The Man's breathing grew suddenly sharp and ragged. It was the only sound she could hear outside the beating of her heart.

Her pink lips parted for a breath and then they touched the skull, in the center of the forehead between the eyes, and magic flowed in one bright yellow arc from her body to the bone held in her hand. Knowing what came next, the girl threw the skull away quickly, standing and backpedaling away from where sparks of light were beginning to form around the demon bone.

The sparks whirled into motion so fast that soon they were nothing more than firefly blurs forming the shape of a man, no, a demon.

The girl's doe eyes blinked in horrified fascination as an image out of nightmares solidified and darkened less than six yards away.

"Sweet Jesus," The Man whispered.

It might have been a prayer.

The girl felt a scream claw up her throat, but no sound came out as she watched the light of her transferred magic begin to fade.

The creature, smoke pouring out of its nostrils and horns shining under the murky sun, spoke. The sound of alien words, their meaning unclear, echoed around the mossy meadow.

The girl felt her heart stop beating and for a moment feared it would never start again.

Then The Man stepped forward. "I called you forth from beyond the great darkness," he recited, "and re-made your form. For this, I demand your loyalty."

The girl gasped, a muted sound, and her eyes grew impossibly wider. The Man could not be so foolish as to think he could control the demon. The girl looked around for escape, help, anything, but all she saw was a demon and a gun.

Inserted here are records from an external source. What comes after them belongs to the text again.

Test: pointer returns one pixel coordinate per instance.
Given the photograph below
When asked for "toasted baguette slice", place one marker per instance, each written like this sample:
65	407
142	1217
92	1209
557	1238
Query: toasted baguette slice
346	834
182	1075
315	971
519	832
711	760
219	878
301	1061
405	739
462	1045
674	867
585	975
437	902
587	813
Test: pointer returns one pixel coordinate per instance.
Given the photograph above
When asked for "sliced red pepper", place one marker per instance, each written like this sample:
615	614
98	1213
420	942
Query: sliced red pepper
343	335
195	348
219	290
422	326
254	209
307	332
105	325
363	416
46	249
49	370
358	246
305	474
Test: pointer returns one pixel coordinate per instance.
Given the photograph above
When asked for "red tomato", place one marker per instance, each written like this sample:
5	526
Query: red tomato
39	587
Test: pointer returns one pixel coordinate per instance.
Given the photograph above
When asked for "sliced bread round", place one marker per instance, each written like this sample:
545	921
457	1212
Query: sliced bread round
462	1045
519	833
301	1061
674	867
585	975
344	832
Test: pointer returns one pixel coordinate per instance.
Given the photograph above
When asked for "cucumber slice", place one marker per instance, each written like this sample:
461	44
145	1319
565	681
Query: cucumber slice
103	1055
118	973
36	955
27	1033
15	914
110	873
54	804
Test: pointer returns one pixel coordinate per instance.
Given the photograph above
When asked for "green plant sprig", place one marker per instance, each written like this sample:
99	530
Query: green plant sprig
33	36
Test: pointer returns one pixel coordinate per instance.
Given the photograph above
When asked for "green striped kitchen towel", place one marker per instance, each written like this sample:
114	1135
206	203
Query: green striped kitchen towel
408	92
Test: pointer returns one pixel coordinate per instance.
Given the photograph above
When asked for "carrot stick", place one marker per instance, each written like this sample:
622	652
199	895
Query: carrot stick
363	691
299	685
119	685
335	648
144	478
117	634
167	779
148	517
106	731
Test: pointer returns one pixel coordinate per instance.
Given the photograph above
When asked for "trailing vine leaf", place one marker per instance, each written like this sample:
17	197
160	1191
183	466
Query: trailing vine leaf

"Loyalty?" the demon sounded out the word slowly, getting the inflection wrong.

"Yes." The Man nodded. "You will follow me, be my right hand, and we can rule the world. Cross me and I'll put a bullet through your brain and have little Jetta here re-form another, more willing demon. Do you understand?"

She thought the demon did.

Horns inclined forward as its head nodded several times. Red eyes switched their gaze from The Man to young Jetta Lee.

"Loyalty?" The demon pointed at the girl.

The Man shook his head and spit on the ground, a growl working up his chest.

"Jetta isn't loyal to anyone but herself, the ungrateful piece of --"

"I demand your loyalty!" the girl shouted suddenly.

Her words took them all by surprise, the demon jerking its head spasmodically.

The Man trained his gun on her again. "What did you just say?" he asked, voice dangerously low.

She let more words tumble over her lips, unable or unwilling to stop them. "It was my magic, not his, that released you to this world again. I have the magic to bring many more demons. I can help you all return. I can bring all back from the darkness." She straightened, chin jutting forward. "I demand your loyalty."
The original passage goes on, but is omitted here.